AATW recently wrote a long post on his tumblelog, denouncing the virtues of long posts on tumblelogs. Skipping past the obvious irony and focussing on the point: he used me as an example of what-not-to-do (or what he’d rather you didn’t do), so I suppose I should write an equally lengthy response…

…This whole disagreement can be settled in one short sentence (and I think that’s how AATW would like it): do what you want with your tumblelog.

That this keeps coming up underscores the unusual nature of the Tumblr platform (especially at the present size of the community): while Tumblr is a tool for creativity (which makes its use subject to solitary discretion), the extent to which we are linked involves more judgment, reaction, and criticism than is ordinarily associated with writing and reading.
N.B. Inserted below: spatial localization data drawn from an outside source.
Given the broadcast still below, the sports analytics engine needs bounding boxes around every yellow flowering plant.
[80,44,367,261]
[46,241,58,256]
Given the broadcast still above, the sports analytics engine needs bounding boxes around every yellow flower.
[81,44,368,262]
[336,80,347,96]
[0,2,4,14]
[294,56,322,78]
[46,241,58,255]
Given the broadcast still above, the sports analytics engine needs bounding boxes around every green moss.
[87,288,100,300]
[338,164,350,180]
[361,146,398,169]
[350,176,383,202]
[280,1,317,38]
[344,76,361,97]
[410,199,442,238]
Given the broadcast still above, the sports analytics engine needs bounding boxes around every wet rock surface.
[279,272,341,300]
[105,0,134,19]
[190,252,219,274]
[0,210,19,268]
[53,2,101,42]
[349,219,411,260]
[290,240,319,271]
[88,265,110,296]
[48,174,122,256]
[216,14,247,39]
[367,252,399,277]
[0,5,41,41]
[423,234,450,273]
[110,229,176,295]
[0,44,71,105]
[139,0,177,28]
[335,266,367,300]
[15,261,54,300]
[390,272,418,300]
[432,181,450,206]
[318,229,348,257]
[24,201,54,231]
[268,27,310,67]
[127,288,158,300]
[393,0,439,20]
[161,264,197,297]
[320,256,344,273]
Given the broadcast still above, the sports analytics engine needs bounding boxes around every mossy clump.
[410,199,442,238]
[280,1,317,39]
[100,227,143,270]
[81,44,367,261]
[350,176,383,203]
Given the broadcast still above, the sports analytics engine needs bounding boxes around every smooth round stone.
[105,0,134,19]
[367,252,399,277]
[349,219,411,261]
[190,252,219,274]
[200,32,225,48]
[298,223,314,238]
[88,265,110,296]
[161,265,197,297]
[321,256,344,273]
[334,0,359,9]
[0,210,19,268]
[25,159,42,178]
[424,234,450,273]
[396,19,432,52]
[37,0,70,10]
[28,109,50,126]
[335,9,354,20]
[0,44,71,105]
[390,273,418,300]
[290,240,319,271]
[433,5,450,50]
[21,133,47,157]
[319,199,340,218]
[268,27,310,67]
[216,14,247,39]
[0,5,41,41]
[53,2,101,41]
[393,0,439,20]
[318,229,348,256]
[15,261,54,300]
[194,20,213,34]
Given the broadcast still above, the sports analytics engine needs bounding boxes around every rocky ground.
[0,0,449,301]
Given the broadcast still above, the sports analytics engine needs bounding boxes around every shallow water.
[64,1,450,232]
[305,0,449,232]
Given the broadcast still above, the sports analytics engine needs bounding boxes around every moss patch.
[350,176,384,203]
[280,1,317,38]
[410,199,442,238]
The Dashboard is a lot like Facebook’s “News Feed,” and just as I tire of seeing my ex-girlfriend’s newest photos with her bigger and better paramour I sometimes get peevish about Tumblr posts: “That was already posted!”  “That’s not your image!” “That’s stupid!” I know reactions to my stuff are probably the same.

Then I remember, as I said last time this occurred: everyone has a tumblelog for his or her own reason, and it’s no one’s fucking business what goes on it. Features like Tumblr Radar and Staff Picks actually bother me, partly, because in wanting to be picked (me! me! me!) I can sense how I need to conform to the community’s expectations. No more long articles, just short, self-referential quotes from anarchists or web 2.0 gurus; no analysis of the news, just snippets of snarky insults directed at our common enemies; etc.

But Nostrich is right and this whole argument is moronic: if you don’t like my long posts, you needn’t read them. It’s simple and easy!